The case is a very interesting case because it concerned allegations against both non-clinical and clinical A&E staff, but it is most important for the decision relating to the duty of non-clinical receptionists in A&E (and, by extrapolation, other non-clinical staff). In short, the judge concluded that such staff were not to held to be liable for a head-injured claimant leaving A&E and going home after only 19 minutes, even though it was after, and as a result of, the receptionist telling him incorrectly that he had a 4 to 5 hour wait before being seen.  The judge found that this was the only information that the reception staff gave to Mr Darnley and he had not been told about being seen earlier by a triage nurse.  The judge also determined that, had the claimant been told he would have been seen within 30 minutes, he would not have left the A&E, his brain haemorrhage would have occurred whilst in hospital such that he would have received urgent treatment and he would not have suffered neurological injury.

In considering whether the reception staff should have told the claimant he would be seen in 30 minutes rather than 4 to 5 hours, the judge concluded that, whilst it was reasonably foreseeable that a patient might leave A&E in the belief that he would not be seen for 4-5 hours rather than 30 minutes and that harm could result, receptionists were not under a duty to guard against harm coming to patients caused by the failure to wait to be seen in A&E and it would not be fair, just and reasonable to impose liability on the receptionist for harm arising in this case as a result of the failure to inform the claimant of the likely waiting time to be seen by a triage nurse.

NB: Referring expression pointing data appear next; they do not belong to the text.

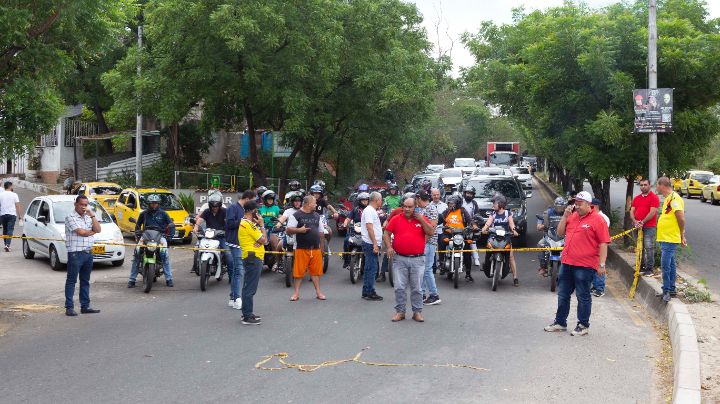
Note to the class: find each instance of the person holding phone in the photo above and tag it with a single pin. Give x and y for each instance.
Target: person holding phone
(81, 226)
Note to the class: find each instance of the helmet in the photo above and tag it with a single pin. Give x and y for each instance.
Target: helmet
(317, 189)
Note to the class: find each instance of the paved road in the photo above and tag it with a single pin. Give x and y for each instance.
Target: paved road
(183, 345)
(702, 234)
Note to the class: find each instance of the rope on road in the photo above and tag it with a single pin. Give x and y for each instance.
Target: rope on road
(282, 356)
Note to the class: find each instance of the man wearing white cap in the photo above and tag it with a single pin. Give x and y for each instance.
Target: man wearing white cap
(586, 242)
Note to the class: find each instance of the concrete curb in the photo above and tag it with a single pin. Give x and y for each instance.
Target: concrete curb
(686, 353)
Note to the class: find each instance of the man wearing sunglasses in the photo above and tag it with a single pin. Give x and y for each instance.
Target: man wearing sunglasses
(670, 233)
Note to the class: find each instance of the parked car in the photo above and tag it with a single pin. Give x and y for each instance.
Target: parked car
(132, 202)
(106, 193)
(711, 191)
(45, 219)
(694, 182)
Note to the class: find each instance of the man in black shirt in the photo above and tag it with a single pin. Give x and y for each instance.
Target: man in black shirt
(306, 225)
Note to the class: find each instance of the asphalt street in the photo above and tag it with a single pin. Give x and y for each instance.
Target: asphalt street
(184, 345)
(701, 232)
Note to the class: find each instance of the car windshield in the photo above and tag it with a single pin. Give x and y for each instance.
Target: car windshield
(105, 190)
(168, 201)
(505, 159)
(63, 208)
(488, 189)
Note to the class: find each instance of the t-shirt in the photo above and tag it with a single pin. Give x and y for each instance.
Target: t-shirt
(370, 216)
(248, 236)
(216, 222)
(8, 199)
(268, 213)
(668, 228)
(311, 239)
(409, 235)
(642, 204)
(583, 236)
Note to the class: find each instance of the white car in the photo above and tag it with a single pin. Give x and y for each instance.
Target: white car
(45, 218)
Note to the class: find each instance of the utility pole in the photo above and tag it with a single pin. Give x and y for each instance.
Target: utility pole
(138, 125)
(652, 84)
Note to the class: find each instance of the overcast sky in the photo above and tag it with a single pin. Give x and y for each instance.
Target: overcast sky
(459, 16)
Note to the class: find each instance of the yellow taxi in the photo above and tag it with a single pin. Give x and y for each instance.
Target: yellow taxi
(132, 202)
(694, 182)
(106, 193)
(711, 191)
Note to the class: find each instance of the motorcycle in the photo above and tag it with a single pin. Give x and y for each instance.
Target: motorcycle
(210, 261)
(553, 241)
(357, 259)
(499, 267)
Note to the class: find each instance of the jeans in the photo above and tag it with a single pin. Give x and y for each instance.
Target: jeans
(79, 263)
(667, 263)
(237, 273)
(408, 272)
(371, 267)
(577, 279)
(252, 268)
(164, 256)
(428, 284)
(8, 223)
(649, 236)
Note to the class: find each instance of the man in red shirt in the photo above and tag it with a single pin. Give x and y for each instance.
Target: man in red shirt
(644, 214)
(407, 251)
(586, 242)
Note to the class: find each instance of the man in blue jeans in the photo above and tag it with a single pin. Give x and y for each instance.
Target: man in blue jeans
(586, 242)
(371, 230)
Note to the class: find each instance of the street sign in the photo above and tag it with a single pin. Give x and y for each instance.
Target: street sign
(653, 110)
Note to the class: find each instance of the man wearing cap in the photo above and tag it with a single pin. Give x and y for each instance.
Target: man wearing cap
(586, 242)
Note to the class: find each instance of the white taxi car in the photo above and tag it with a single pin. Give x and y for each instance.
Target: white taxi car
(45, 219)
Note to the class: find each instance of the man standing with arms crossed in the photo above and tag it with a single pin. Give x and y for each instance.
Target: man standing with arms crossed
(670, 234)
(80, 227)
(586, 243)
(644, 215)
(408, 254)
(371, 230)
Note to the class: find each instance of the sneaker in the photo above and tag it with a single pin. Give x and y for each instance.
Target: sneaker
(251, 320)
(579, 330)
(555, 327)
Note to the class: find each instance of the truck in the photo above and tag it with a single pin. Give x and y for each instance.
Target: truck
(503, 154)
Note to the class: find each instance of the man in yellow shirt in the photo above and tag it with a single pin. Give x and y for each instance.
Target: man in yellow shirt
(670, 233)
(252, 239)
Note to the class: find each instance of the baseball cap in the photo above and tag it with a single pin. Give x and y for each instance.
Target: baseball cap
(584, 196)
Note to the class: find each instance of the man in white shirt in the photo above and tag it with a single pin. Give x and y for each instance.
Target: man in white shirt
(10, 211)
(371, 231)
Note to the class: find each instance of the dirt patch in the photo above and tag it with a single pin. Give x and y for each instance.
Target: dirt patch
(706, 317)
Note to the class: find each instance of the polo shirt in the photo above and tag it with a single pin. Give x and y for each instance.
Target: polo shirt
(668, 227)
(583, 236)
(409, 235)
(642, 204)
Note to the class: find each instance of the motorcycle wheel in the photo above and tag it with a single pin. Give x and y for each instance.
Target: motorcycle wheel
(204, 268)
(553, 275)
(148, 277)
(497, 272)
(457, 262)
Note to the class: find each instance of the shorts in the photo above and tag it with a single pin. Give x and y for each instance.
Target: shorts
(307, 261)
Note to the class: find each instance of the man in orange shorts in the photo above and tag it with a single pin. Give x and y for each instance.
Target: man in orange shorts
(305, 224)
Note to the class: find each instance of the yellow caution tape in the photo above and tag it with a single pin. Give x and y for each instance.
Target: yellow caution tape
(282, 356)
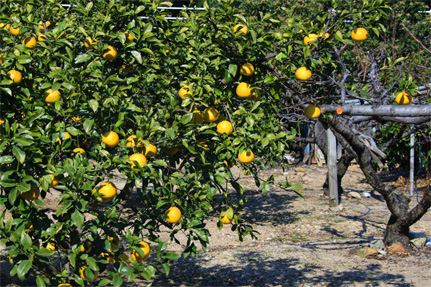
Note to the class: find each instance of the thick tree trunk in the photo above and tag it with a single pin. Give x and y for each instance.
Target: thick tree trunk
(401, 218)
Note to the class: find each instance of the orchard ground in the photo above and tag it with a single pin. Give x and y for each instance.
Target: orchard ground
(301, 242)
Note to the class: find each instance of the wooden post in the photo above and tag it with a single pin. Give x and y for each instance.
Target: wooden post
(332, 168)
(412, 163)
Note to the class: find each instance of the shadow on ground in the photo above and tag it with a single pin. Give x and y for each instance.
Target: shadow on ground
(254, 270)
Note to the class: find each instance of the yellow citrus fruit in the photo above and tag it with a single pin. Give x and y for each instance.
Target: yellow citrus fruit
(144, 247)
(79, 150)
(312, 112)
(303, 74)
(224, 127)
(15, 76)
(229, 164)
(66, 137)
(326, 35)
(210, 115)
(82, 274)
(171, 150)
(88, 43)
(50, 246)
(29, 42)
(243, 90)
(173, 214)
(247, 69)
(246, 156)
(150, 150)
(129, 36)
(14, 31)
(197, 117)
(310, 38)
(107, 190)
(138, 157)
(52, 97)
(403, 98)
(240, 28)
(41, 38)
(359, 35)
(114, 240)
(111, 139)
(225, 220)
(41, 28)
(183, 92)
(32, 194)
(110, 53)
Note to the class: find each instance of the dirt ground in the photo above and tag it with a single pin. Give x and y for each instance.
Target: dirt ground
(301, 242)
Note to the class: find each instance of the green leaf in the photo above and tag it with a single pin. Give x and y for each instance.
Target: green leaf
(82, 58)
(137, 56)
(77, 218)
(24, 267)
(19, 154)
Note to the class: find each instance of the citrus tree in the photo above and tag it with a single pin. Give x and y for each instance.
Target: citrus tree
(118, 125)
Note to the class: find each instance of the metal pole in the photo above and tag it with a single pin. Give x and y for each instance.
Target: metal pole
(412, 163)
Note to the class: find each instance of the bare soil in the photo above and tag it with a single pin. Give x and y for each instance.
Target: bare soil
(301, 242)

The judge stated that he reached this conclusion on the basis that (a) the duty of civilian receptionists was to complete relevant registration forms competently; (b) provision of (accurate) waiting time information was a courtesy, and not mandatory; and (c) the imposition of liability on reception staff may result in that courtesy (and possibly other courtesies) being removed, which ultimately would be detrimental.

The Judge also concluded that non-clinical staff were not to be the subject of the same legal test as that of clinical staff and were assessed against “the standard of a member of the public exercising common sense” rather than the traditional Bolam test, based on medical expert peer review, used when assessing clinical staff.  

In essence, the key take-home point is that any case against non-clinical hospital staff is very unlikely to succeed unless it can be shown that the member of staff under scrutiny fell below the standard of the reasonable person and that it would be appropriate public policy to hold that staff member (and ultimately the hospital employer) liable in the particular circumstances of the case.